Elena Pershakova is a woman human rights defender and lawyer. She is the Head of Legal Team of the Public Verdict Foundation. The Public Verdict Foundation was established in February 2004 as a non-profit organization offering legal assistance to victims of human rights abuse at the hands of law enforcement officers in Russia. The Public Verdict Foundation works to promote a climate of non-tolerance to abusive law enforcement practices in the Russian society, and to ensure civilian oversight of the law enforcement. In her litigation work Elena Pershakova focuses on civic freedoms.

Russia

The environment for the work of human rights defenders (HRDs) in the Russian Federation is difficult, especially for those who defend and promote the rights of LGBTI people, ethnic and religious minorities, refugees, as well as activists of the North Caucasus and the unlawfully annexed Crimean Peninsula. HRDs are often subjected to acts of harassment, surveillance, physical attacks, threat, raids and searches on their offices and homes, slander and smear campaigns, judicial harassment, arbitrary detention, and ill-treatment, as well as violations of the rights to freedom of expression, association, and assembly. There have also been cases where HRDs have been murdered as a result of their work.

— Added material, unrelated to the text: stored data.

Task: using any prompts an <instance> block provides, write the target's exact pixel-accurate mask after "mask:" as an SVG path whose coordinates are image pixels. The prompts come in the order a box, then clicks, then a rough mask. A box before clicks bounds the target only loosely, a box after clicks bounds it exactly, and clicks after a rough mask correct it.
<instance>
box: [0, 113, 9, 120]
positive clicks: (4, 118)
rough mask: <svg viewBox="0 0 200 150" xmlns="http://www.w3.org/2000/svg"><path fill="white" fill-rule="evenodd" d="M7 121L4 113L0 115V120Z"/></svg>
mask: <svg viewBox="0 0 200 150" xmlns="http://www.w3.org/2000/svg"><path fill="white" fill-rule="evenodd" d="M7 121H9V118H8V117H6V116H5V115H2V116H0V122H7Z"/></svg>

The anti-terrorism and anti-extremism legislation amended in 2016 authorises law enforcement agencies and special police to infringe on political and civil rights, as well as on the right to privacy of HRDs. At the same time, the authorities frequently fail to impartially and thoroughly investigate criminal offences perpetrated against HRDs and independent journalists, which is also abetted by the extreme corruption of the Russian judicial system and its non-compliance with international standards of justice and rule of law.

The Foreign Agent Law introduced in 2012, together with the so-called ‘law on undesirable organisations’ introduced in 2015, characterises human rights advocacy as ‘a political activity’ and labels human rights organisations as ‘foreign agents’ with all the relevant implications. This includes arbitrary and frequent inspections along with the possibility to be stopped from working on the pretext of ‘undesirability’; allegations of allegiance to foreign interests and of posing a threat to constitutional rule, national defence capacity, or national security. Many human rights organisations which refused to be labelled as ‘foreign agents’ have been forced to stop their activities in the country.